Eğer yaklaşım ve katılımınızda “feodal namus anlayışı gereği bir söz vermişiz, girmişiz bu işe veya ayağımız kaymış girmişiz” anlayışı varsa bunu aşın. Eğer katılım tarzınız buysa vazgeçin, size yazık oluyor. Hiç gurur meselesi yapmadan oturun yerinize. Bu işi yapamazsanız yiğitlik serdedir deyip, yine gurura kapılmadan oturun. Çoğunuzun durumu budur. Yapamıyorlar. Benim tek ricam veya istirhamım mı desem, emrim mi desem, arzum mu desem, ne derseniz deyin; devrimci eylemi, savaşı çok büyük bir iddia, inat, azim, irade, hatta çılgınca, tutkuyla ele alma gerçeğiniz yoksa bu işe girişmeyin, yapamazsınız. Aynı zamanda sabır, plan, dakiklik, incelik, incelikli hazırlık, çok düşünme, nefes nefese işin başında olma özellikleriniz yoksa yine yaklaşmayın. Yine olanakları milim milim kullanma, başta savaşçıyı, fişeği, dağı mükemmel kullanma, çok stratejik, taktik anlamda değerlendirme yeteneğiniz yoksa, bu savaşa girişmeyin. Yapamazsınız, yanarsınız. Savaş bir oyuncak işi değildir. Çok ciddi bir iştir.

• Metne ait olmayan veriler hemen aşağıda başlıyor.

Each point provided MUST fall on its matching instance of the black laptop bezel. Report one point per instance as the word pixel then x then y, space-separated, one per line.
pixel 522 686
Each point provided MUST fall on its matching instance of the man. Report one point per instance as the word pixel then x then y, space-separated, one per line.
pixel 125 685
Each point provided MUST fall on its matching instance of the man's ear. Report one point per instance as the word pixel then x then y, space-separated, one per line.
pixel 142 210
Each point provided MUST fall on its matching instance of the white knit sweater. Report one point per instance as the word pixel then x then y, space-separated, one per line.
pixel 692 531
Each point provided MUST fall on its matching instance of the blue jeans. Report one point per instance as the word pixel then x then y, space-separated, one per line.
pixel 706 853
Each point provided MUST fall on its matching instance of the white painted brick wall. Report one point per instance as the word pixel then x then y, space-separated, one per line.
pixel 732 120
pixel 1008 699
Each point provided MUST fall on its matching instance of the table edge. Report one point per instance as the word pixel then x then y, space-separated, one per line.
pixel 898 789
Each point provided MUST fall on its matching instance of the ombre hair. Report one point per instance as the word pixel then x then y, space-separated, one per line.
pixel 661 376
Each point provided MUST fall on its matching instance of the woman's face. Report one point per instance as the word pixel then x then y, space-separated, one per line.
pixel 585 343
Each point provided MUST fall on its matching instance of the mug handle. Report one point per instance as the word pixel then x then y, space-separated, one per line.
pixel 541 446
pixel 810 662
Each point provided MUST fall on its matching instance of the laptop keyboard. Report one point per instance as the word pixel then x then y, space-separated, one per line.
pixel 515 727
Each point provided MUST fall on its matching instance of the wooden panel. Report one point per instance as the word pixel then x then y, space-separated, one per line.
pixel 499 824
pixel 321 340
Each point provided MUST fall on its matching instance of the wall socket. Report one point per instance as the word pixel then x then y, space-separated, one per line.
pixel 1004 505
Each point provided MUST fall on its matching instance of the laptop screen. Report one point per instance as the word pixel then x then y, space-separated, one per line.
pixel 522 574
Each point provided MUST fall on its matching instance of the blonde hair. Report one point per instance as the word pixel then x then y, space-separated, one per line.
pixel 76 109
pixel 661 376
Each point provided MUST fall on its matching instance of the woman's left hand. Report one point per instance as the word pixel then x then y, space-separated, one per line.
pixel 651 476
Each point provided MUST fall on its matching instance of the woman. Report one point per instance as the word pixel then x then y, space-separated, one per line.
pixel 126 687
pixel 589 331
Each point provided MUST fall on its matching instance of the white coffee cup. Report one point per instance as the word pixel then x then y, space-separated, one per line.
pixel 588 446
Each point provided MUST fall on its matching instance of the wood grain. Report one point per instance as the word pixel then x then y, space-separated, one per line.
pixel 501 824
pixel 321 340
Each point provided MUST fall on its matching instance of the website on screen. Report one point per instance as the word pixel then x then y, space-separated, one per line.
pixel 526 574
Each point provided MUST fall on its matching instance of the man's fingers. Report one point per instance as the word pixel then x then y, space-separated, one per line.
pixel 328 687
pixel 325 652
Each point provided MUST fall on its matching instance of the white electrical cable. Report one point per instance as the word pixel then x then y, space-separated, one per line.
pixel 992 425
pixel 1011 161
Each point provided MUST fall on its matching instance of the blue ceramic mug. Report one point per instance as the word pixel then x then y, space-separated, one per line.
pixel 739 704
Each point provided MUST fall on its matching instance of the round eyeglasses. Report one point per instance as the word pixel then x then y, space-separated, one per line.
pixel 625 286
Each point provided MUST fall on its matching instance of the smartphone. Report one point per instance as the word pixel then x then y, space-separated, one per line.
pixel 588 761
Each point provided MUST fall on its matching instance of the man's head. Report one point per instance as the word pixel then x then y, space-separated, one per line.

Her zaman sizin kadar cesur veya kendini böyle ateşe atar bir biçimde atamam diyorum. Savaşı sizin anladığınız biçimde ne anlarım, ne yaparım. Şu anda aramızda bir de bu çelişki var. Sizin beni sürüklemek istediğiniz tarzla benim sizi sürüklemek istediğim tarz büyük çatışma halindedir. Siz istiyorsunuz ki, köylü tarzıyla bu iş bir an önce hal olsun; “öleceksek ölelim, yaşayacaksak yaşayalım.” Benim ki ne böyle yaşanılır, ne böyle ölünürdür. Bunun savaşımını veriyorum. Örneğin siz çok kolay ölmek istiyorsunuz. Benim ki farklıdır.